There’s a lot that’s new here. New pieces can cause excitement, and in this case, many still are. Things needed to change, new players needed to be brought in. That doesn’t mean a transition is going to be easy.

We didn’t expect much, but that’s still a loss that hurts.

Optimism built throughout the summer as LSU gained momentum on the recruiting trail, and we heard good things about how players looked in camp.

After dropping the season opener in 2020 and 2021, this looked like a time when LSU might be able to start the year on the right foot.

With the way that game ended, what’s essential here can become blurry. There’s so much to think about here, and the blame doesn’t belong at the feet of any single entity. This was as much of a team loss as a loss can be.

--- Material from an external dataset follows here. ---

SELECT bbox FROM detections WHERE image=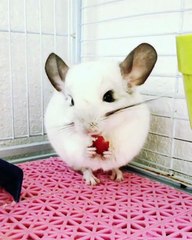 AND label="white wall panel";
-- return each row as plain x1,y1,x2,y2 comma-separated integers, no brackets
81,0,192,184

Every unit had its good moments and their bad and the same can be said for individual players. Jayden Daniels legs kept LSU in the game, creating big first downs when LSU needed it most. He also marched LSU the entire field length to set up that final touchdown.

Daniels struggled in the first half, though. It’s hard to tell how much of his struggles were his own doing, the offensive line, the playcalling or the wide receivers. In the first half, nobody on offense stepped up.

Daniels showed enough to keep the job moving forward. LSU doesn’t need to play musical chairs at quarterback right now. The Tigers need consistency, and it needs to allow someone to get comfortable back there.

It shouldn’t be lost on us that LSU did not quit. This team crawled back into this game and made some big plays in some big moments. The heartbreaking way it ended can make it easy to forget, but this was a one-point loss where a lot of the underlying numbers were solid.

Going forward, my opinion of this team has not changed much. It’s going to take some time to fix some of these issues, it always was, but they showed enough to where I think a fix is possible.